An email from the Salvation Army to the subcontractors on 11 August 2020 ordered staff “not to discuss or publish anything in relation to legal cases naming either the Home Office, the Salvation Army or any subcontractors as defendants or as interested parties”.
The email read: “If you are approached by any outside organisation, including legal reps or members of the press, for comment or statements. DO NOT COMMENT. Advice is to provide no comment or statement, either in writing or verbally, and instead direct them to address any comments or questions to the Home Office Press team.”
The email was sent days after it emerged that trafficking survivors had had their financial support cut without warning, and that lawyers were mounting a legal challenge against the decision.
A Salvation Army spokesperson said the email was sent “to remind [its] support staff that failing to maintain confidentiality could ultimately harm the people they are seeking to care for”. A Home Office spokesperson said the email was “not meant to prevent workers from supporting legal challenges against the Home Office on cases they have individually worked”, and that it was working with the Salvation Army to ensure this communication was “corrected”.
Support workers told The Independent there was a “culture of silence” in the contract due to the subcontracted charities’ fear that they would be decommissioned if staff criticised the Home Office.
One, who asked not to be named, said that any chance of speaking out about concerns they had about support for victims was “swallowed up” by the Salvation Army’s “control” over who they “can and can’t talk to”.
“They have a whistleblowing policy in place, which I’ve always taken to mean that completely swallows up the process of somebody speaking out, because we can’t automatically go outside the organisation to raise concerns and so who would we do that to?” the caseworker said.
Another support worker, who has now left their role and also asked not to be named, said: “There is a culture of silence and perceived threat system for subcontractors.
“Disciplinary is handed down swiftly to caseworkers who dare to challenge policy decisions that endanger or undermine their clients’ rights, and this is because of the threat of contractual termination from both the Salvation Army and the Home Office.

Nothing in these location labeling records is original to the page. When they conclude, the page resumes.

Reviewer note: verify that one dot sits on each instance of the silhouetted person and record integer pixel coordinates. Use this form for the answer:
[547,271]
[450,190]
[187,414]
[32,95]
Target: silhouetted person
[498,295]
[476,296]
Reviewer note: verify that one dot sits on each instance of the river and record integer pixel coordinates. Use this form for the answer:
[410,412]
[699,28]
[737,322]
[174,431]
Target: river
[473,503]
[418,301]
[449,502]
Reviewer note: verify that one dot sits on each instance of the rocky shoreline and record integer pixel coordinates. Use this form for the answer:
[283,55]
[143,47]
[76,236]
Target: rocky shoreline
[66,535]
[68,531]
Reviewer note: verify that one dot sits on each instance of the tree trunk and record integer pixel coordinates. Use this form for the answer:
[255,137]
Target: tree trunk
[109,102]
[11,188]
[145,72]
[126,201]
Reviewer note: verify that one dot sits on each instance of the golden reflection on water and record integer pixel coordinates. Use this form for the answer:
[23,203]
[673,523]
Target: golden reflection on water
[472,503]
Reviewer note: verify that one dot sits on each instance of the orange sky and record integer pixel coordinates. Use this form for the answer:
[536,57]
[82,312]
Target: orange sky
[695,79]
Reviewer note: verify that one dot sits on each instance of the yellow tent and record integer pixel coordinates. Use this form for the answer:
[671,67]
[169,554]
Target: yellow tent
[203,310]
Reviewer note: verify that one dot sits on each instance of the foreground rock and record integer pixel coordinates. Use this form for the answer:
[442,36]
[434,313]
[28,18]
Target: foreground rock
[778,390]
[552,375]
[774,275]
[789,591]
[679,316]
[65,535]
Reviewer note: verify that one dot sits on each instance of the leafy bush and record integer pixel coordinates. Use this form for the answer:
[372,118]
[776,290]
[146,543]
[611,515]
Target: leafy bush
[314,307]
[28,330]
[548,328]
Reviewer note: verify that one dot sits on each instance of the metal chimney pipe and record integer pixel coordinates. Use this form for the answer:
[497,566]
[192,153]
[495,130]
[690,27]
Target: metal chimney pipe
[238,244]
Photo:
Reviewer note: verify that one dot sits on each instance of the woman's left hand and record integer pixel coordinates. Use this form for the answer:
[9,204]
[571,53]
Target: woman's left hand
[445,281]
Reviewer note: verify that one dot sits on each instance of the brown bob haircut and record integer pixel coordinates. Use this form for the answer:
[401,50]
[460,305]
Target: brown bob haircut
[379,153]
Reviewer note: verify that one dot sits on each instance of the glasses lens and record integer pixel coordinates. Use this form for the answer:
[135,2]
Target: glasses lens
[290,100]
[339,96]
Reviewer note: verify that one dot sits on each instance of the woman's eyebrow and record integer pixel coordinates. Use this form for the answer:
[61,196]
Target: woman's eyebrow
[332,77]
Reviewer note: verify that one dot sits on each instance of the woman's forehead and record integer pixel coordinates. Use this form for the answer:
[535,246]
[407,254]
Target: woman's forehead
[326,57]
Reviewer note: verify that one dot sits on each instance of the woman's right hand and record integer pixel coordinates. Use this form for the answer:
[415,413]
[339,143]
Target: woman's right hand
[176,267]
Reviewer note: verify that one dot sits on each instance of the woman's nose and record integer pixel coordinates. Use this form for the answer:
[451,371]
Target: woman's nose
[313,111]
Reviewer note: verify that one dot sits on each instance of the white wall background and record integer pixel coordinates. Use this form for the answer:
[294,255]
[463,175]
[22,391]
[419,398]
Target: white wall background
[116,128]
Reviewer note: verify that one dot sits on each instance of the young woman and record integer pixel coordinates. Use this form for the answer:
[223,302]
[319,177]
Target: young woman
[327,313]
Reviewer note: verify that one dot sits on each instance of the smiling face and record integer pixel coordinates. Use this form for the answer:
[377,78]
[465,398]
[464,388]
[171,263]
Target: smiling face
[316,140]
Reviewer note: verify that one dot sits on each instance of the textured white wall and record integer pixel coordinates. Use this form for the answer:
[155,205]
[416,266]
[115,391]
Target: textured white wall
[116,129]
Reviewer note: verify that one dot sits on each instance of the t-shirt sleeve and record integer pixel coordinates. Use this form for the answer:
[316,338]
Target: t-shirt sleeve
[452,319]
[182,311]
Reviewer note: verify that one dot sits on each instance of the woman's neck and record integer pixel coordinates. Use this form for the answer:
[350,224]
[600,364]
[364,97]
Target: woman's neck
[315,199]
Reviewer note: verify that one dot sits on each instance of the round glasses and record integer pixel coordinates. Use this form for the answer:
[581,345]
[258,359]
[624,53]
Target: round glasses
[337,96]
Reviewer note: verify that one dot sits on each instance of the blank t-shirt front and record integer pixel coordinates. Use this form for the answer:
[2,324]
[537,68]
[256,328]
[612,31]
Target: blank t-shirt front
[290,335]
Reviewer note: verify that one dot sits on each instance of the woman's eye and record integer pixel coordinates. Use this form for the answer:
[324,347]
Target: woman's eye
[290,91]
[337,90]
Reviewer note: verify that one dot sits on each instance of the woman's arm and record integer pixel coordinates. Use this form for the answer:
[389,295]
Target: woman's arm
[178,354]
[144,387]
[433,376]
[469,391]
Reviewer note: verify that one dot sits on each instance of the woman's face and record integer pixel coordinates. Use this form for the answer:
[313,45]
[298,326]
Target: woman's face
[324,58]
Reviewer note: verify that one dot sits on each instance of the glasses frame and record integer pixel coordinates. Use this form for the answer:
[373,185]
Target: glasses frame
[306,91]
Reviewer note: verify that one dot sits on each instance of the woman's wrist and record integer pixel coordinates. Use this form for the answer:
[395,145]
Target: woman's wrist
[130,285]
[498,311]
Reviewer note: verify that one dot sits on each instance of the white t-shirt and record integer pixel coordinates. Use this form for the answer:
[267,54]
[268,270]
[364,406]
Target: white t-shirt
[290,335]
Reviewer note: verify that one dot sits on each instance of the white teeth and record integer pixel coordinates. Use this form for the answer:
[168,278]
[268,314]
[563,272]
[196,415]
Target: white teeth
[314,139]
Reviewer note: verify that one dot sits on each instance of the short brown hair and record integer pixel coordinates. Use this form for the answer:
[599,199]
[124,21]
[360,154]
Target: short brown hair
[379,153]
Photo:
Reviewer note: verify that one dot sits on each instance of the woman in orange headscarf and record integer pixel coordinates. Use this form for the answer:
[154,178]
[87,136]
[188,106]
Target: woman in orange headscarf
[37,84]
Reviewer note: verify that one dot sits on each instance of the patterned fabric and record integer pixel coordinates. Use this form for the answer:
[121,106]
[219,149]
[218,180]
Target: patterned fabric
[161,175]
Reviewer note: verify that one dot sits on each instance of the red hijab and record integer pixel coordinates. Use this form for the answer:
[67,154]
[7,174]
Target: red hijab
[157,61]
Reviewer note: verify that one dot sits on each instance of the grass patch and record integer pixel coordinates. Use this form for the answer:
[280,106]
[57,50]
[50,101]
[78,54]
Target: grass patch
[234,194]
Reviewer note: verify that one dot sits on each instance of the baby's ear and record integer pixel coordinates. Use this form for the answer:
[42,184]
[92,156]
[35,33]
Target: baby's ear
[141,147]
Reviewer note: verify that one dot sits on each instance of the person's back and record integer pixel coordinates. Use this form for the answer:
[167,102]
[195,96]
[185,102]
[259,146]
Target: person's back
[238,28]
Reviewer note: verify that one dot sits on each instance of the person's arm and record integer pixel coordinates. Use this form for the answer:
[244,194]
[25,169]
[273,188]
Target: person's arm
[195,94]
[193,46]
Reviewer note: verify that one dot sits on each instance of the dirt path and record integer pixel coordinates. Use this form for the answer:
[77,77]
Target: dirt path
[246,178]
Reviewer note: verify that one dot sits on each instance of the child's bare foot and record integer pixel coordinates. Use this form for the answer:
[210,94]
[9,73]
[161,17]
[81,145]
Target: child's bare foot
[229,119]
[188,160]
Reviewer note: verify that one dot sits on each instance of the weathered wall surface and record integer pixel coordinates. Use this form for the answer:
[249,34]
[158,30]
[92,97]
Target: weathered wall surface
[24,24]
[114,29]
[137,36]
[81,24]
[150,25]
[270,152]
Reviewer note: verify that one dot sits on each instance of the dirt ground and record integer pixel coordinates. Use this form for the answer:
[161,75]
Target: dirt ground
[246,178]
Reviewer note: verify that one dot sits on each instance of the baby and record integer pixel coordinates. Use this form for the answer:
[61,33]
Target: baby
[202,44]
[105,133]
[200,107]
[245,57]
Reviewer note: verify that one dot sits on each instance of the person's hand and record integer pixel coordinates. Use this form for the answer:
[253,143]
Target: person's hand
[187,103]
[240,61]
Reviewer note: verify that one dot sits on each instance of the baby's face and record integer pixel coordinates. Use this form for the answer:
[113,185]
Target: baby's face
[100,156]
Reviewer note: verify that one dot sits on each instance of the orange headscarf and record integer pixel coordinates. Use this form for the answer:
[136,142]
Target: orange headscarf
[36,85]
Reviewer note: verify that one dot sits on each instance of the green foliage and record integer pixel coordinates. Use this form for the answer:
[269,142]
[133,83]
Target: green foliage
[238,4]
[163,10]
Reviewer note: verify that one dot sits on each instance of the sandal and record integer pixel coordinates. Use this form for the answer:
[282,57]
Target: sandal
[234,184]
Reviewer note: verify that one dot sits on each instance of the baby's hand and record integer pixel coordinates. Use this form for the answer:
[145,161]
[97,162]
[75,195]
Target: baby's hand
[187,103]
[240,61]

“But all of this is done quietly and passively with strict warnings that you should not be challenging the Home Secretary when she fails to discharge her duties to victims of trafficking.”
At the end of August, days before the legal action against the support cuts was due to take place, the Home Office made a U-turn, announcing changes to its modern slavery guidance. The trafficking victims who had lost their financial support would now continue to receive it, although at a reduced rate.
The lawyers who brought the case are now trying to argue that those who lost out on financial support as a result of the change should receive the correct amount in back payments – but said they were being “hindered” in their ability to obtain information on the number of people affected by the cut, due to support workers’ fear of speaking out.
Ahmed Aydeed, director of public law at Duncan Lewis Solicitors, said in a statement to the High Court that he had spoken to support workers who had expressed concerns that they would be “penalised” for providing evidence in legal cases concerning victims of trafficking.
“As a result, we have found it very difficult to obtain information from support providers. I am concerned that the Salvation Army may have forbidden support providers from speaking to us at the request of the defendant (who pays the Salvation Army for its services) in an effort to stifle our ability to prosecute this claim,” he added.
On 27 August, Mr Aydeed wrote to the Salvation Army requesting an urgent explanation as to why it had directed support workers not to provide any information to clients’ lawyers, warning that this meant they were unable to assist their clients in providing “important information that is helpful to their legal proceedings”. The charity has not responded.
Labour MP Paul Blomfield said: “These reports are really concerning; lawyers working on controversial, difficult cases must have all the information available, and support workers often have invaluable insights which could provide much-needed detail.
“Gagging them in the way that’s reported limits the justice system, by denying the information that could make the difference in a life-changing judgement.”
Maya Esslemont, founder of data mapping project After Exploitation, said charities must feel “emboldened” to advocate for survivors “without exception”. She called on the government to “stop denying evidence where it could allow individual victims to access justice, and enable the wider sector to address systematic barriers to support”.
She added: “We are horrified that the government is diverting resource into suppressing, rather than remedying, failures to support survivors.”
The Victim Care Contract itself states that subcontractors must “indemnify and keep indemnified and hold the contractor and the government harmless from and against all actions, suits, claims, demands, damages, expenses, legal costs (on a solicitor and client basis) and other liabilities”.
It goes on to state that subcontractors must take “reasonable care to ensure that in the performance of the services and its other obligations under the contract it does not disrupt the operations or affect the reputation of the contractor or the authority”.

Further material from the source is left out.